For those who worry that mollycoddling judges are shackling law officers, S. 1400 would make it easier to wiretap and entrap suspects. For those who complain that lawbreakers are punished too leniently, the bill would set up a presumption against parole and probation and reimpose a mandatory death penalty for certain offenses. For those who fear that too many criminals get off altogether, it would roll back the insanity defense in a way which would, as Prof. Louis B. Schwartz of the University of Pennsylvania Law School puts it, "return the law to a primitive state which it abandoned over a century ago, ignore the moral aspect of guilt, and fly in the face of virtual unanimity painfully achieved in the past decade."

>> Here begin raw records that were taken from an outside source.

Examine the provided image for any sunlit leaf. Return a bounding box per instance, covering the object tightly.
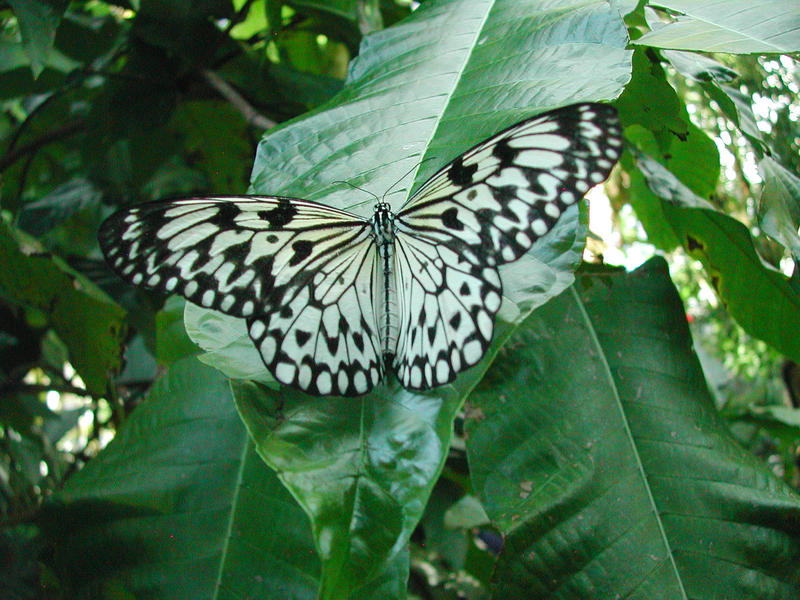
[634,0,800,54]
[466,259,800,600]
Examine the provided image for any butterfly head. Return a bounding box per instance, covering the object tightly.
[372,202,394,242]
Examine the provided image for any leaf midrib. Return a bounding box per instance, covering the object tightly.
[569,285,689,600]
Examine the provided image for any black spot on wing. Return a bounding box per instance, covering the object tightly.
[353,331,364,352]
[289,240,314,267]
[294,329,311,348]
[258,198,297,229]
[492,139,517,167]
[447,156,478,187]
[442,207,464,231]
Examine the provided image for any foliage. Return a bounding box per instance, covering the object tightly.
[0,0,800,599]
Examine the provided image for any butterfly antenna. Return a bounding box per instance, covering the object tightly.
[331,179,381,206]
[381,156,436,202]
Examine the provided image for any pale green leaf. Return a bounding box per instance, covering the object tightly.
[633,0,800,54]
[466,258,800,600]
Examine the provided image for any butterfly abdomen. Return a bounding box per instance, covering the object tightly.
[371,202,398,362]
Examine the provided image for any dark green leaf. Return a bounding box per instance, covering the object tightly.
[467,259,800,600]
[8,0,68,77]
[17,177,100,236]
[0,222,125,395]
[187,1,630,600]
[42,359,319,600]
[638,155,800,360]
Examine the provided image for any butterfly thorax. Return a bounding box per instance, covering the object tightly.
[370,202,398,362]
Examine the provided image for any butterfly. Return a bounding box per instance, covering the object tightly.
[99,103,622,396]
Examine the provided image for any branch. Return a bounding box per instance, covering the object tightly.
[203,71,277,129]
[0,119,86,172]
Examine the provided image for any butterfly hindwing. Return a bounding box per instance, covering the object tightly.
[393,235,501,390]
[99,103,622,396]
[394,104,622,389]
[99,196,382,395]
[247,227,383,396]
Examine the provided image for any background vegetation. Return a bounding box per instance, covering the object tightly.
[0,0,800,599]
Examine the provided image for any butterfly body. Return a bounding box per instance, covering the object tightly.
[99,104,622,396]
[370,201,398,366]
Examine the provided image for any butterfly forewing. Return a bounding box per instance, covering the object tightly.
[100,104,622,396]
[394,104,622,389]
[99,196,383,395]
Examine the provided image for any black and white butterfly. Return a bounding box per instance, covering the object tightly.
[99,103,622,396]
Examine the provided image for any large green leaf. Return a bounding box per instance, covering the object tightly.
[638,155,800,360]
[9,0,69,77]
[634,0,800,54]
[466,258,800,600]
[187,0,630,600]
[758,157,800,260]
[0,221,125,395]
[43,359,319,600]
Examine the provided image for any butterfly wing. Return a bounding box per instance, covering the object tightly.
[394,104,622,389]
[99,196,383,395]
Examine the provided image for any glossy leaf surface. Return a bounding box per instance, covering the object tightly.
[467,259,800,600]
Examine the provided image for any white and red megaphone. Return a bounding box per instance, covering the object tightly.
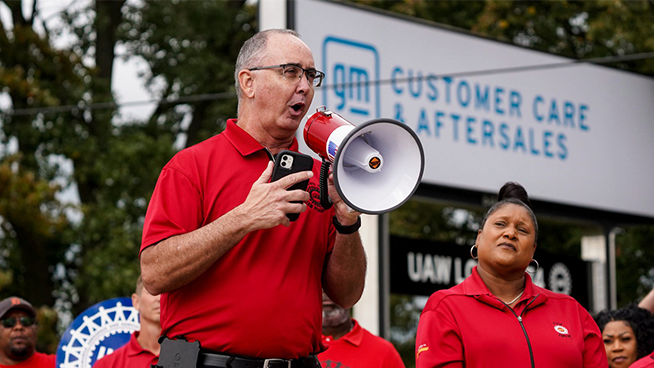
[304,106,425,214]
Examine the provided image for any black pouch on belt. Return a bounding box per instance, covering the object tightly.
[152,336,200,368]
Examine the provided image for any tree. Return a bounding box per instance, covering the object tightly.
[353,0,654,367]
[0,0,254,348]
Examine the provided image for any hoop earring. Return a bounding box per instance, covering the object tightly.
[526,259,540,275]
[470,244,479,259]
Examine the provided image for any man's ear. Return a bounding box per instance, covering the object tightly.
[238,69,254,98]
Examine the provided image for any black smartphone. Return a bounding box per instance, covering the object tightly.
[270,150,313,221]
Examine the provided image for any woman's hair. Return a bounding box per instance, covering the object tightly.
[595,304,654,359]
[481,182,538,241]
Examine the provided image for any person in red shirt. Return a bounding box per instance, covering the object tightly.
[595,304,654,368]
[0,296,56,368]
[140,30,366,367]
[629,352,654,368]
[415,183,608,368]
[93,276,161,368]
[318,293,404,368]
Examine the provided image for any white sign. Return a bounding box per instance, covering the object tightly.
[293,0,654,217]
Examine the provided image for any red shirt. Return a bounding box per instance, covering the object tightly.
[141,120,336,359]
[416,267,608,368]
[93,332,159,368]
[318,320,404,368]
[0,351,57,368]
[629,353,654,368]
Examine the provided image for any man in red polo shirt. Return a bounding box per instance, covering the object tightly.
[140,30,366,367]
[0,296,55,368]
[318,293,404,368]
[93,276,161,368]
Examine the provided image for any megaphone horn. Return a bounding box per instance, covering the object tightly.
[304,106,425,214]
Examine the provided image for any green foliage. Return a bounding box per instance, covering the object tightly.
[353,0,654,367]
[0,0,256,352]
[615,225,654,307]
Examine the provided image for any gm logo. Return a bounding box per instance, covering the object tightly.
[322,36,380,119]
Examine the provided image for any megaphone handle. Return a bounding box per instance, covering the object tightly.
[320,159,332,210]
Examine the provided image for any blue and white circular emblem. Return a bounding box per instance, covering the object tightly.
[56,298,141,368]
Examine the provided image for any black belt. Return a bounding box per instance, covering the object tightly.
[198,352,320,368]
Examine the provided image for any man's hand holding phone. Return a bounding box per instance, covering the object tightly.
[237,151,313,233]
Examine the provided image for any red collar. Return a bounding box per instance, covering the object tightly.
[322,319,363,346]
[222,119,299,156]
[461,266,548,312]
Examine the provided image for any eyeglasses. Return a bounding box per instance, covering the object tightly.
[249,64,325,87]
[1,317,36,328]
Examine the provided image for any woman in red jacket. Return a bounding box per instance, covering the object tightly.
[595,304,654,368]
[416,183,608,368]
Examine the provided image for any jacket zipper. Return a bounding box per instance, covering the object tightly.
[500,295,538,368]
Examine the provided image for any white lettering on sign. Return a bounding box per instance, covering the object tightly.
[407,252,477,285]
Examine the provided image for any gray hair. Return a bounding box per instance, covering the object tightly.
[234,29,300,112]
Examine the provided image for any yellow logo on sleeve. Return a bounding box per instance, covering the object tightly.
[416,344,429,359]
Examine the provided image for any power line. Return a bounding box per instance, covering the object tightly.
[0,52,654,116]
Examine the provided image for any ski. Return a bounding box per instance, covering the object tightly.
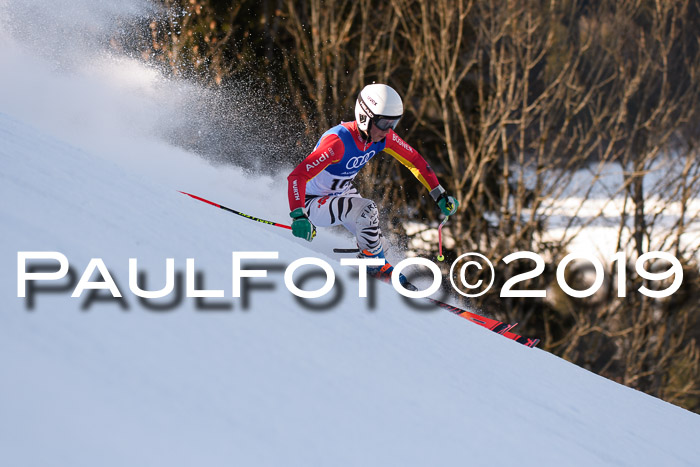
[426,298,540,348]
[333,248,360,253]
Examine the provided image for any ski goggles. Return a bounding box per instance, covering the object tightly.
[372,116,401,131]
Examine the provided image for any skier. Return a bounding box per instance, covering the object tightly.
[287,84,459,286]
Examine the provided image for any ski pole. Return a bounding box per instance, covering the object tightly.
[178,190,292,230]
[438,216,450,261]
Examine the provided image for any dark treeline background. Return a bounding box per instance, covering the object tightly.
[115,0,700,412]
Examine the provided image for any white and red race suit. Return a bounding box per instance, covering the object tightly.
[287,121,444,254]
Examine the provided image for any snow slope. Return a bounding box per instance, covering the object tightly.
[0,1,700,467]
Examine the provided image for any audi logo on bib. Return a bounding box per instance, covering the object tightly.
[345,151,374,170]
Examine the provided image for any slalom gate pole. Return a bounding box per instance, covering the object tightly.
[178,190,292,230]
[438,216,450,261]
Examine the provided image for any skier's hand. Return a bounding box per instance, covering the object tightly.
[437,193,459,216]
[289,208,316,242]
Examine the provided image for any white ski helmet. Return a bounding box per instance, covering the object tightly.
[355,84,403,132]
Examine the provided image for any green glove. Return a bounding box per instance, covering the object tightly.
[289,208,316,242]
[437,193,459,216]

Nor does the bill stop there. For those who would repeal the First Amendment in the name of national security, S. 1400 would repudiate the "clear and present danger" doctrine, declaring it illegal to incite others "to engage in conduct which then or at any future time would facilitate the overthrow or destruction by force of the government." Or, for those concerned about state secrets, the measure would make it a felony for any federal employee to disclose classified information to "unauthorized recipients," no matter how trivial the information or how absurd the classification.

But where S. 1400 truly matches the civil libertarians' worst nightmares is in the two sections allowing public officials to excuse crimes by citing their "public duty" or orders from superiors.

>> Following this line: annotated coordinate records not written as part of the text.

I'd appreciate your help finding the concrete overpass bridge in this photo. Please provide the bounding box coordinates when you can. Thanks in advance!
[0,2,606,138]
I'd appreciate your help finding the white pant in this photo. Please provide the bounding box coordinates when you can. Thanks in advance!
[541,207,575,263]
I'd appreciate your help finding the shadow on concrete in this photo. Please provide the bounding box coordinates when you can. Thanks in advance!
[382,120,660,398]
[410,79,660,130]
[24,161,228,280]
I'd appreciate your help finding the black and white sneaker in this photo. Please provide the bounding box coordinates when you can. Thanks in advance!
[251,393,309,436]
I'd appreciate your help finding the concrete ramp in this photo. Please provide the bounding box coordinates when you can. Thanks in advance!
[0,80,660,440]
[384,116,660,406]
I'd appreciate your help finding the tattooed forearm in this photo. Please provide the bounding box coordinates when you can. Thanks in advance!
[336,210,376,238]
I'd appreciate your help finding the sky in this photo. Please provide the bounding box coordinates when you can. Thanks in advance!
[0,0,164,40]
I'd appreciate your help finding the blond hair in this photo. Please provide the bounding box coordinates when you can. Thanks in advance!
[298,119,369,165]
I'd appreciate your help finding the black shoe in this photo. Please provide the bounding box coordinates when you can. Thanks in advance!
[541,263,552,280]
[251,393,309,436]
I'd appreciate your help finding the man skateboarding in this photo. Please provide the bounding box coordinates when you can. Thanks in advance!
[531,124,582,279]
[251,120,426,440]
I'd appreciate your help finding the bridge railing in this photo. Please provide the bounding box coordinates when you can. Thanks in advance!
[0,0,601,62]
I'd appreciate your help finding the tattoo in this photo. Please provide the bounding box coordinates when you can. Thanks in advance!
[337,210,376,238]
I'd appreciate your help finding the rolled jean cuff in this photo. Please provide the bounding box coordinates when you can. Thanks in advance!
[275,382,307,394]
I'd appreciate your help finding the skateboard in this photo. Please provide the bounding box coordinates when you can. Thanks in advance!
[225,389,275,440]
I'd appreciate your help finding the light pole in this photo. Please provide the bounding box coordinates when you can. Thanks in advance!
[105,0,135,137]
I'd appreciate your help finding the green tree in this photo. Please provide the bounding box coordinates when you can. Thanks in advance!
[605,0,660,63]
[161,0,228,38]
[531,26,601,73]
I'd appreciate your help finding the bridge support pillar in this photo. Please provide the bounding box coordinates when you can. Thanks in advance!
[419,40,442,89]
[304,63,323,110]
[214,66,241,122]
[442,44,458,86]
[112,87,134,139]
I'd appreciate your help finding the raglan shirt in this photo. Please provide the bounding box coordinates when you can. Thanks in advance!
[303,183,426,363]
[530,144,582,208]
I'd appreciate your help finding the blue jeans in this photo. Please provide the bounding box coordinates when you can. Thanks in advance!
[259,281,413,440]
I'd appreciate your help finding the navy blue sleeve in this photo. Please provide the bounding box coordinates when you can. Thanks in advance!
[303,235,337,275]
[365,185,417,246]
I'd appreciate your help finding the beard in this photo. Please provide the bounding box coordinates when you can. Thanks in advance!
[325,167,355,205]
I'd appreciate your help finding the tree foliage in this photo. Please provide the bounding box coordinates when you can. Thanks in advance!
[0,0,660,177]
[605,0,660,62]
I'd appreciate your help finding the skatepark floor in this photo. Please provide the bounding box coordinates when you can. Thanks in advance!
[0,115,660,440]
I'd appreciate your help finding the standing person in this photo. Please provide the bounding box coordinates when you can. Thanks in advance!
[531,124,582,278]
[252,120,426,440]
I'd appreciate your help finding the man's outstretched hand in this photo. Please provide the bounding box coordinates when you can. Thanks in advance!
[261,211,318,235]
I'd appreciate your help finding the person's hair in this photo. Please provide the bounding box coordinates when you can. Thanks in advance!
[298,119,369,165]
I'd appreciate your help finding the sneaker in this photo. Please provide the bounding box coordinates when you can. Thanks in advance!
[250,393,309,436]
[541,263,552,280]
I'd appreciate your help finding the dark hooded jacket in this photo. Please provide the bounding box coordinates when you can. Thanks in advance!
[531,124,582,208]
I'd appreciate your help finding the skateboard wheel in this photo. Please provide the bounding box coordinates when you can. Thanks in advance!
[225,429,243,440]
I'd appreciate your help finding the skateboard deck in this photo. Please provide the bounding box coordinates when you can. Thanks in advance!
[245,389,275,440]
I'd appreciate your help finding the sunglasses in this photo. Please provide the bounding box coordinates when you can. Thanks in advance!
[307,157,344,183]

Consider, for example, the criminal charges against former White House aides John D. Ehrlichman and Egil Krogh, charges stemming from the burglary of Daniel Ellsberg's psychiatrist's office. Before Krogh pleaded guilty, both he and Ehrlichman asked that their cases be dismissed, arguing that they were acting as "officers of the United States." Ehrlichman's lawyer carried the point further, stating: "The President specifically directed Ehrlichman to make known to Krogh, [David] Young and Charles Colson that [the investigation of Ellsberg] was impressed with a national security characteristic.

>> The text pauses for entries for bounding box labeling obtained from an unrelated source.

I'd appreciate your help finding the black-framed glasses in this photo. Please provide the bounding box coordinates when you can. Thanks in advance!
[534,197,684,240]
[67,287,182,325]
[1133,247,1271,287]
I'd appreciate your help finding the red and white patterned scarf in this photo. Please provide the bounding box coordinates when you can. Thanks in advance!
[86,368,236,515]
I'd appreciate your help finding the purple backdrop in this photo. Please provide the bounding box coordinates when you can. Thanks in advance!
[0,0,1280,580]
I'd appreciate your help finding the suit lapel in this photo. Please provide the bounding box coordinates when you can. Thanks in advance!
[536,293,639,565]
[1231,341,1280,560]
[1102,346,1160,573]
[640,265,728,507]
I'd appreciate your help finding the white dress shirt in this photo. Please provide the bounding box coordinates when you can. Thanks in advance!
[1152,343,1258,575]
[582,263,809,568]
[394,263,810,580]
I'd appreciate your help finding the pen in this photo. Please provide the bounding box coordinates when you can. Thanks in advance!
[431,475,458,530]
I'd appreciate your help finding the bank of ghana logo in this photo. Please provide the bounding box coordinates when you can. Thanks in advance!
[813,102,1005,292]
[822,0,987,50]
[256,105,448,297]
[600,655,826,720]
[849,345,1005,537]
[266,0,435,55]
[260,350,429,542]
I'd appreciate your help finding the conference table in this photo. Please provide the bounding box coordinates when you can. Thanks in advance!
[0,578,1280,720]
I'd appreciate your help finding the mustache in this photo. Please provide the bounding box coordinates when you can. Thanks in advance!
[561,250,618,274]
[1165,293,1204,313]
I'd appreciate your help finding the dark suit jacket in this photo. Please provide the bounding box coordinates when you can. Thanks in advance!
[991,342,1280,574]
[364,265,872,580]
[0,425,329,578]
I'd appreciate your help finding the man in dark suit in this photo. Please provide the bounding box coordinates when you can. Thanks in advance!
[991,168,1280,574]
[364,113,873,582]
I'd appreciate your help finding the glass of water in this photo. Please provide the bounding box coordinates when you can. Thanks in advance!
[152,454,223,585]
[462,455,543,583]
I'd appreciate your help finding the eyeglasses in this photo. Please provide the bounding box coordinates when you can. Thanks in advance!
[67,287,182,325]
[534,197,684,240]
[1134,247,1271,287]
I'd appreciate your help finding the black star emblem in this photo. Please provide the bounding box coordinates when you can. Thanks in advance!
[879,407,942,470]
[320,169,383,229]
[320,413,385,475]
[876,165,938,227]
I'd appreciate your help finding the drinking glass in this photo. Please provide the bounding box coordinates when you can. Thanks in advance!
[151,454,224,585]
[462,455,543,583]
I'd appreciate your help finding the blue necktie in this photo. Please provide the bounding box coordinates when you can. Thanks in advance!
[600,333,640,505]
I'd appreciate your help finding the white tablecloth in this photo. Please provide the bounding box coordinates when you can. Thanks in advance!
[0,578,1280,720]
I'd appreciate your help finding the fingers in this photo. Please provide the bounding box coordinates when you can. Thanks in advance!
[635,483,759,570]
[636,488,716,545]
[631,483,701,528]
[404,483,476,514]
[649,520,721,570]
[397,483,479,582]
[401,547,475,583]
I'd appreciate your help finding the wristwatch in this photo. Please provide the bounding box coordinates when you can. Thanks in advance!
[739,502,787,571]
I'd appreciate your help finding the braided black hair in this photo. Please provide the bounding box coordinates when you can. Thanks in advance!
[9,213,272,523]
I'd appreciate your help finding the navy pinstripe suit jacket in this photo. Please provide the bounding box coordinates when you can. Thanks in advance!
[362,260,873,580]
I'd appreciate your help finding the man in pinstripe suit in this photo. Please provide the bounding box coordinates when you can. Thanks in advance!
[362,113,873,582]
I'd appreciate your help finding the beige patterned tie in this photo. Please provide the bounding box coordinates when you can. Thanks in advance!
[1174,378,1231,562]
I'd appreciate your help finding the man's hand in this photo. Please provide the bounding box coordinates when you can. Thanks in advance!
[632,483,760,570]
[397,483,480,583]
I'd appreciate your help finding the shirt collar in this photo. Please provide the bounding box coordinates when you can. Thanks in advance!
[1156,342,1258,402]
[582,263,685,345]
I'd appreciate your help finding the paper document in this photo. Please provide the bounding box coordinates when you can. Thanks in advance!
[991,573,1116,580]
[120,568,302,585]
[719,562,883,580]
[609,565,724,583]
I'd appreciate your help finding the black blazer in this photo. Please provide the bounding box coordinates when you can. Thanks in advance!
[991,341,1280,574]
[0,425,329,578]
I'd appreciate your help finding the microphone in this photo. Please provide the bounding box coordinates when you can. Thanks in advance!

Ehrlichman's attorney based his argument on the old principle that there can be no crime without a guilty mind, a mens rea. He stated: "The essence of the crime of conspiracy is . evil intent. The association of persons with honest intent is not a conspiracy, and the association of Ehrlichman with the others on a presidential assignment cannot be transformed into a criminal conspiracy.' Then consider Adolf Eichmann contending in an Israeli courtroom that he was not guilty of the mass slaughter of Jews because he did not have the requisite evil or criminal intent, that he had merely obeyed superior orders. Or consider the words of Lt. Calley, testifying Feb. 22, 1971, at his court-martial for the Maylai massacre:

"Well, I was ordered to go in there and destroy the enemy. That was my job that day. That was the mission I was given . . I felt then and I still do that I acted as I was directed and I carried out the orders that I was given, and I do not feel wrong in doing so, sir."